There are many levels of her remarks, from the basic human drive for freedom, to a disturbing imitativeness of American individualism; from young people’s creative use of the latest technologies, to a civilizational conformity and toxicity accelerated by the Net.

The courage and passion of Iran’s young people is incredible. They have sustained deepening protests for three months despite the repressiveness of the theocracy, which is now executing people for “making war against God.” A few days after Sarina Esmailzadeh made the remarks above, she was beaten to death by Iran’s security forces.

The absurdity of equating a state and its morality police with righteousness and God is obvious to Westerners. Without drawing an equivalency however, let’s not lose sight of how often secular institutions and monuments are called “sacred” in America.

While the cause of Iran’s young people is just and admirable, their American counterparts do not share their courage and passion. A huge percentage of people under 30, even under 15, are severely depressed and suicidal in the United States. The fact is that most young people in New York and Los Angeles aren’t having fun, and the fun they’re having is often self-destructive.

The insidious influence of American culture notwithstanding, is the pernicious power of worldwide social media really the problem?
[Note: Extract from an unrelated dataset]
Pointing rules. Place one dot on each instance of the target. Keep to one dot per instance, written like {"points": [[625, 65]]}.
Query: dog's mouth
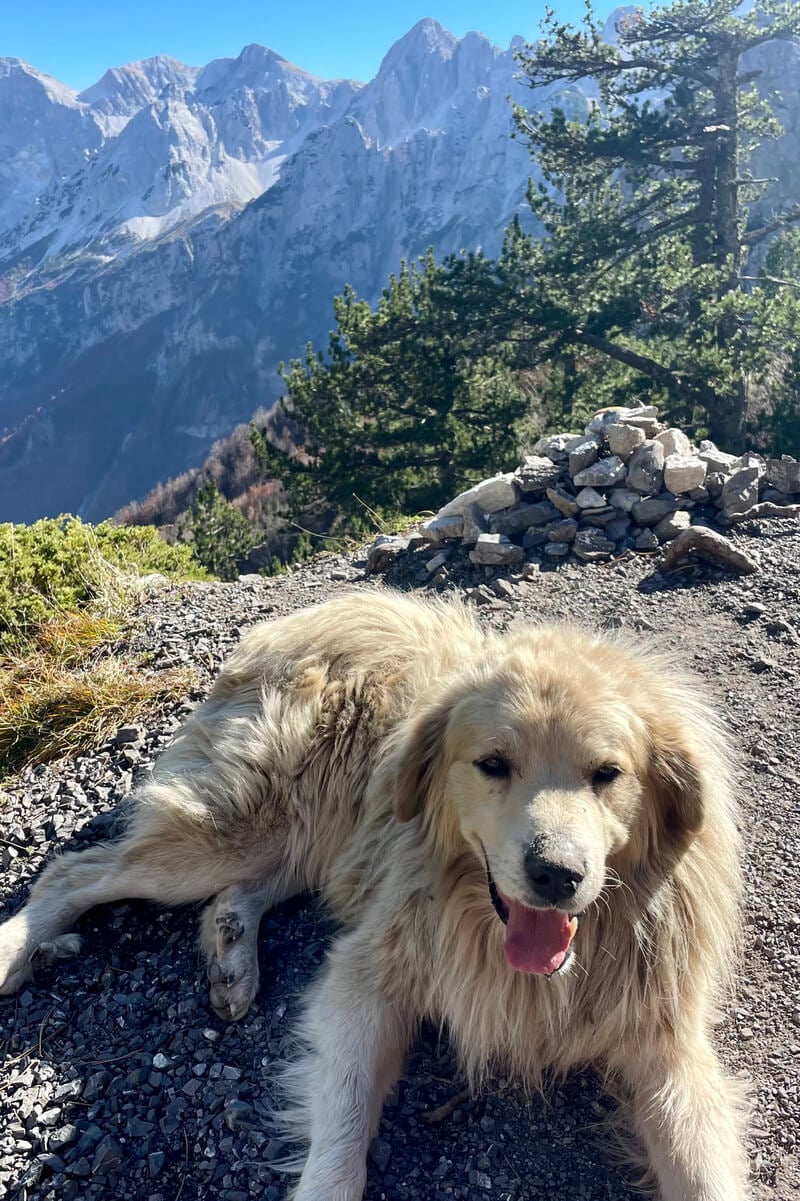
{"points": [[538, 940]]}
Blaming social media for the ills of politics, culture and the world is as facile and futile. Human consciousness per se is responsible for war and ecological destruction.

Social media, which is the Internet in all its dark currents and corners, is actually simply human consciousness, made manifest and accelerated. That should already be apparent, but it will become irrefutable as AI makes all human knowledge and experience available through the latest chatbot.

It’s true that “Civilization does not depend on a place to gather; it depends on what happens when people gather.” But that’s not contingent on cultural, much less national contexts, and to continue to think and act in terms of the old frames is place people in a Procrustean bed.

In Greek mythology, Procrustes was a “rogue smith and bandit who attacked people by cutting off their legs, so as to force them to fit the size of an iron bed. Thus the word Procrustean is sued to describe situations where an arbitrary standard is used to measure success, while completely disregarding obvious harm that results from the effort.” Nations and even cultures have become Procrustean beds to the extend there are put first under the guise of the primacy of “communities and contexts.”

Like it or not, the primary context is humankind as a whole now. It’s within that context that the Internet, pejoratively known as “social media,” porously seeps into all formerly distinct nations and historical backgrounds.

The Net is our consciousness, an interpenetrating aggregate of human knowledge and experience, for good or ill. So far it’s mostly been for ill. However if we can begin to understand human consciousness, “social media” need not continue to destroy minds and hearts in America, and in young people all over the world who would still emulate our rampant and rapacious individualism.

In our inescapably global society, nations and cultures matter to the degree that people living within these lesser contexts are able to remain inwardly alive and grow.

But to inwardly survive in this world, one has to leave the polluted stream of the known everyday. It requires not just disconnecting from the Net for an hour, but a relationship with nature, and undivided observation of oneself in her cracking but still clear mirror.